To help stimulate more interest in advance fertilizer purchasing, Agriliance will begin offering a grower version of its Crop Nutrient Exchange (CNX) to participating agricultural retailers beginning this fall. In turn, dealers will offer the service to their customers. CNX, which is three years old, is an online buying tool for ag retailers that offers up to 600,000 tons of fertilizer daily at various locations for immediate delivery, or delivery up to 14 months in the future. All major nutrients — except ammonium nitrate — are available.

Retailers who offer the service will have the ability to market current and future fertilizer inventories to their customers online. Agriliance hopes that offering the new service will help both itself and retailers by providing a convenient a way to make purchases.

Wright says dealers may also need to work on ways to offer hedging tools to help growers manage the price risk on contracted fertilizer. “We are exploring new ideas for minimizing risks on fertilizer input costs both for our business and to make them available to our customers,” he says.

Hedging tools currently aren't widely available and aren't very attractive.
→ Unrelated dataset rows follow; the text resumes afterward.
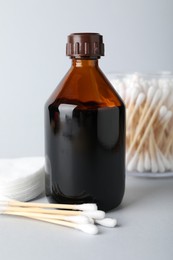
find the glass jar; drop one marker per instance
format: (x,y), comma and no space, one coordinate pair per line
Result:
(149,120)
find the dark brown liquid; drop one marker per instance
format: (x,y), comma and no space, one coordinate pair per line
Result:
(85,154)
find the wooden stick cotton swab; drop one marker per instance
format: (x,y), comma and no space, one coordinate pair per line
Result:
(97,214)
(83,207)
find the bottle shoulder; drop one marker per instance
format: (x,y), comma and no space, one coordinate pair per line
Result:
(86,86)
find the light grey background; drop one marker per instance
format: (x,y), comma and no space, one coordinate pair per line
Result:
(138,36)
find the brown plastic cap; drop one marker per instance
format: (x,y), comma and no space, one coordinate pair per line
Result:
(85,45)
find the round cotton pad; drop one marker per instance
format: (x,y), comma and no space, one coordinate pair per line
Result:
(22,178)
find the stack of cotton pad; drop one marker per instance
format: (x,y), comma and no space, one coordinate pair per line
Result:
(22,178)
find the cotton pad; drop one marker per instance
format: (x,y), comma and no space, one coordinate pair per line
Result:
(22,178)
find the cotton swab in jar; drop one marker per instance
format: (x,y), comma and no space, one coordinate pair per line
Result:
(152,118)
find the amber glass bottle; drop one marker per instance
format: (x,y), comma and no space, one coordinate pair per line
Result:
(85,131)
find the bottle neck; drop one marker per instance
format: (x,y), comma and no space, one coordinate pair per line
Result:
(84,62)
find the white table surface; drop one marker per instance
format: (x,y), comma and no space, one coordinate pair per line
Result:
(145,230)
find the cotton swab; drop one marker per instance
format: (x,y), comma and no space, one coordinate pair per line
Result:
(75,219)
(97,214)
(83,207)
(149,105)
(107,222)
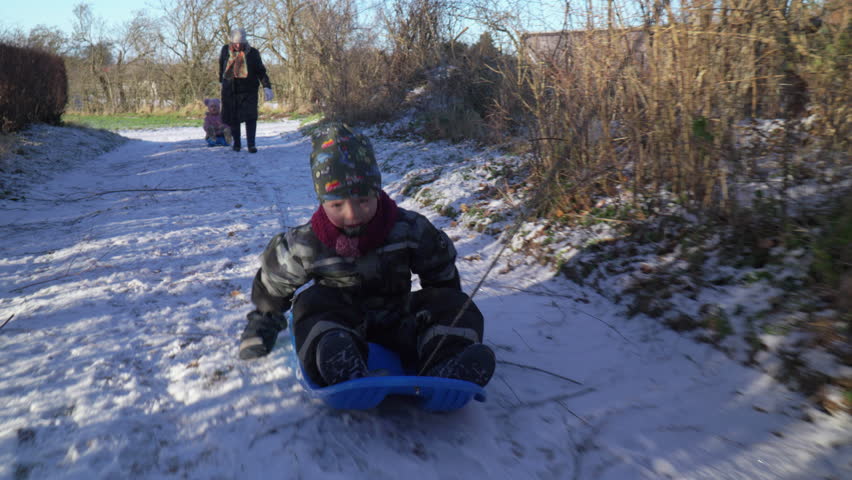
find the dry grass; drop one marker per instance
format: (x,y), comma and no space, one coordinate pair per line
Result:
(657,106)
Because of a lack of liquidity, Chicago Mercantile Exchange fertilizer futures contracts, though available, aren't practical. The large international Direct Hedge Exchange, based in Switzerland, isn't workable for many retailers, much less a grower, given its 5,000-ton contract size, Vernon notes.
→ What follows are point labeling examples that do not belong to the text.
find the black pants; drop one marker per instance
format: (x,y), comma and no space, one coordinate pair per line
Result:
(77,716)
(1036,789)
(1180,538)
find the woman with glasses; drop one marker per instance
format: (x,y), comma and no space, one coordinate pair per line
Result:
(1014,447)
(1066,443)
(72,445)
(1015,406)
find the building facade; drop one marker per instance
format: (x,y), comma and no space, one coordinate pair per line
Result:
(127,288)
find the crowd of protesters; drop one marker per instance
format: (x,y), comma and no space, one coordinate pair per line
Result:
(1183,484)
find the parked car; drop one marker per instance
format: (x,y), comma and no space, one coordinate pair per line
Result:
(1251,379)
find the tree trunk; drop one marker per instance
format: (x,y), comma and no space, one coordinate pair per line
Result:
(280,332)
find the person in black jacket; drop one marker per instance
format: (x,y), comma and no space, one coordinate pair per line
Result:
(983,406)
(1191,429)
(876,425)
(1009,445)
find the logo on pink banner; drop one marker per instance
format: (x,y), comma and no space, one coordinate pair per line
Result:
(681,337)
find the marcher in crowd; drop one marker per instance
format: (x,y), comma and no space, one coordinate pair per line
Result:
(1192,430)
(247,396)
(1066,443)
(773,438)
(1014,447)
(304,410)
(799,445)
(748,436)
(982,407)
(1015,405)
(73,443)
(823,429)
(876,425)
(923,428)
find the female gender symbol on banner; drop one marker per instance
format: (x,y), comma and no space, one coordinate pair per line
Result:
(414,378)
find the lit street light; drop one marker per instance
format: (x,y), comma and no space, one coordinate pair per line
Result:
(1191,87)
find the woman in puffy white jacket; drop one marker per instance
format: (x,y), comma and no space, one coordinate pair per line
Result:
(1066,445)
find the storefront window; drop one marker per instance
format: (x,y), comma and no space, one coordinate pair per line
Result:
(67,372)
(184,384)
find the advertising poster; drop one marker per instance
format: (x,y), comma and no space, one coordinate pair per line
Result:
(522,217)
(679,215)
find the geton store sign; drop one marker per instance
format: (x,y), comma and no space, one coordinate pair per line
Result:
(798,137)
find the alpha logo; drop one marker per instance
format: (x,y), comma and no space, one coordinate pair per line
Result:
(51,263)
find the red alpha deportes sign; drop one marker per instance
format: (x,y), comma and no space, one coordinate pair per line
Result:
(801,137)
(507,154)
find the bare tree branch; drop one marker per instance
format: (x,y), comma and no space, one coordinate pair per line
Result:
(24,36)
Wright and his company have examined hedging using natural gas options against anhydrous ammonia purchases. The company also has looked at over-the-counter option strategies that might allow it to bundle fertilizer purchases and price protection in a single product. But neither approach is ready for prime time at this point.

“The manufacturer and the distributor cannot afford the risk of manufacturing and buying fertilizer unless it is sold,” Wright says. “Now retailers have to take on that risk to have the product to supply to the customer. If retailers haven't forward contracted with the customer, or hedged their risk some other way, the risk to us is immense.
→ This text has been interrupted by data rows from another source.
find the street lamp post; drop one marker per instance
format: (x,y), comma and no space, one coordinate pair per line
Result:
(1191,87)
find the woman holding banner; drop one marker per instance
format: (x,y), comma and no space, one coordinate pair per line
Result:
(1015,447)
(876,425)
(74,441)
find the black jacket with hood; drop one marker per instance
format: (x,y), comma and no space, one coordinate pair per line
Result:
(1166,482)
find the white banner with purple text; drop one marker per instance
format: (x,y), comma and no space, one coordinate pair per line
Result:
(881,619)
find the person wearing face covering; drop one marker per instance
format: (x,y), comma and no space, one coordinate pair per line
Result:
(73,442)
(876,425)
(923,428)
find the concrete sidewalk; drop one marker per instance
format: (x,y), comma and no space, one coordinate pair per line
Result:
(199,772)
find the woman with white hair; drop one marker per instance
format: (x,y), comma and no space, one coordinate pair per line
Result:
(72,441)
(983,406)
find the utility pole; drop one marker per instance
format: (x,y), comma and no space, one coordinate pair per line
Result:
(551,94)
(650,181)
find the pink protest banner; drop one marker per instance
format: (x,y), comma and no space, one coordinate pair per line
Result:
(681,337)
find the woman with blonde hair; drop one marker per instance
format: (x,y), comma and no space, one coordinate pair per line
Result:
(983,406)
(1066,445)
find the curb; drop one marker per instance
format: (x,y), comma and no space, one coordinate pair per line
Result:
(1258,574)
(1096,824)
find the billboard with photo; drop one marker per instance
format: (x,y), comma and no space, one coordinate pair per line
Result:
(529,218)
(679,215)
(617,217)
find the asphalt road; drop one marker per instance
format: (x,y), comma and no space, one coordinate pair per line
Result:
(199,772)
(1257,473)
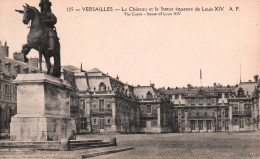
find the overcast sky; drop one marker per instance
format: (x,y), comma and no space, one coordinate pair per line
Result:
(169,51)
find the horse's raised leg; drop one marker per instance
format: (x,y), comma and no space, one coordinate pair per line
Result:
(48,63)
(25,50)
(57,67)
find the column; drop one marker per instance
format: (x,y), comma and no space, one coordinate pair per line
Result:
(87,112)
(196,125)
(230,119)
(159,116)
(113,105)
(204,126)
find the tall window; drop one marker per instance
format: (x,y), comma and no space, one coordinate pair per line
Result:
(102,87)
(192,124)
(149,109)
(209,124)
(240,106)
(101,105)
(83,104)
(200,125)
(241,122)
(209,101)
(182,113)
(188,101)
(226,112)
(83,123)
(176,113)
(193,101)
(226,125)
(149,95)
(7,89)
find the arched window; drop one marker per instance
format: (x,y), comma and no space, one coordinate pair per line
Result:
(149,95)
(102,87)
(240,92)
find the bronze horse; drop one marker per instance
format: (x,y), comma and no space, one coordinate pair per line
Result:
(37,39)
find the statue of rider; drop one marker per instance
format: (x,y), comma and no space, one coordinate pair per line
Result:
(49,20)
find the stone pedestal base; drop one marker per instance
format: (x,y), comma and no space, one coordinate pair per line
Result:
(43,109)
(41,128)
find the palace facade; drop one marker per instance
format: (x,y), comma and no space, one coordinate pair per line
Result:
(217,108)
(9,68)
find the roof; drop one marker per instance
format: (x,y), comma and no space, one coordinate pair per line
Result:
(94,70)
(248,87)
(12,70)
(199,89)
(71,68)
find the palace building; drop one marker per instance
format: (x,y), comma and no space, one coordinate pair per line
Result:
(9,68)
(217,108)
(101,103)
(156,110)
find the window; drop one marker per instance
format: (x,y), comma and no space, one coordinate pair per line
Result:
(188,102)
(200,101)
(83,123)
(240,106)
(192,124)
(108,106)
(102,87)
(176,113)
(226,125)
(7,89)
(226,112)
(182,113)
(94,121)
(108,121)
(209,124)
(149,109)
(149,95)
(213,101)
(209,101)
(226,95)
(83,104)
(101,105)
(200,125)
(241,122)
(192,101)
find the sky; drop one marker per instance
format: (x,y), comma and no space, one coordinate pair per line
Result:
(168,51)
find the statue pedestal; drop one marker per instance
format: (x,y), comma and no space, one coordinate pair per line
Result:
(43,109)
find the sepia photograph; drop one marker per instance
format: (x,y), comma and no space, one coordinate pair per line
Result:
(129,79)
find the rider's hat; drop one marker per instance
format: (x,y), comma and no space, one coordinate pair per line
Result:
(44,2)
“After the beating farmers and the industry took this spring on forward contracts and the devaluation in the marketplace, we have got to find a way to do this.”


Volatility is the only thing certain about nitrogen prices

By David Hest

THE VOLATILITY that led to last winter's post-Katrina nitrogen fertilizer price run-up — and falling prices this spring and early summer — makes forecasting prices a challenge.

By the time you read this, a Katrina-like event may have jolted the market or may be just around the corner. Or prices, which had been flagging for months when this was written, could continue to soften.

Volatility is a huge challenge for virtually all the players involved in the fertilizer market. That's because the potential for dramatic changes in the value of inventory makes decisions to manufacture or procure fertilizer risky, says Bruce Vernon, Agriliance director of crop nutrients marketing.

And volatility is not going away anytime soon.

“We believe that the extreme volatility we have seen in the past year is the new ‘normal,’” Vernon says. “It isn't a one-year situation.”

Vernon says, in the coming months, nitrogen prices again will be highly volatile.

“We are one event from turning eroding prices around on a dime: one hurricane, an unfortunate event in the Middle East, an inordinately hot summer that drives up natural gas prices,” he says. “If we don't get that single event, prices will keep eroding for some time.”

Three new urea plants in Egypt, Saudi Arabia and the United Emirates have come online in recent months, well ahead of schedule. Together, the plants have the capacity to export about 2 million metric tons of urea, enough to help keep urea prices soft, despite continued growth in world fertilizer demand. Unless, of course, unexpected events intercede.

Soft nitrogen prices are likely to put additional pressure on domestic fertilizer manufacturers. They may respond by curtailing production or permanently shuttering plants. This would bring supply and demand back into tighter balance, until the next round of urea plants now under construction or on the drawing board begins production. A half-dozen urea plants — mostly in the Middle East — are scheduled for completion by the end of 2008.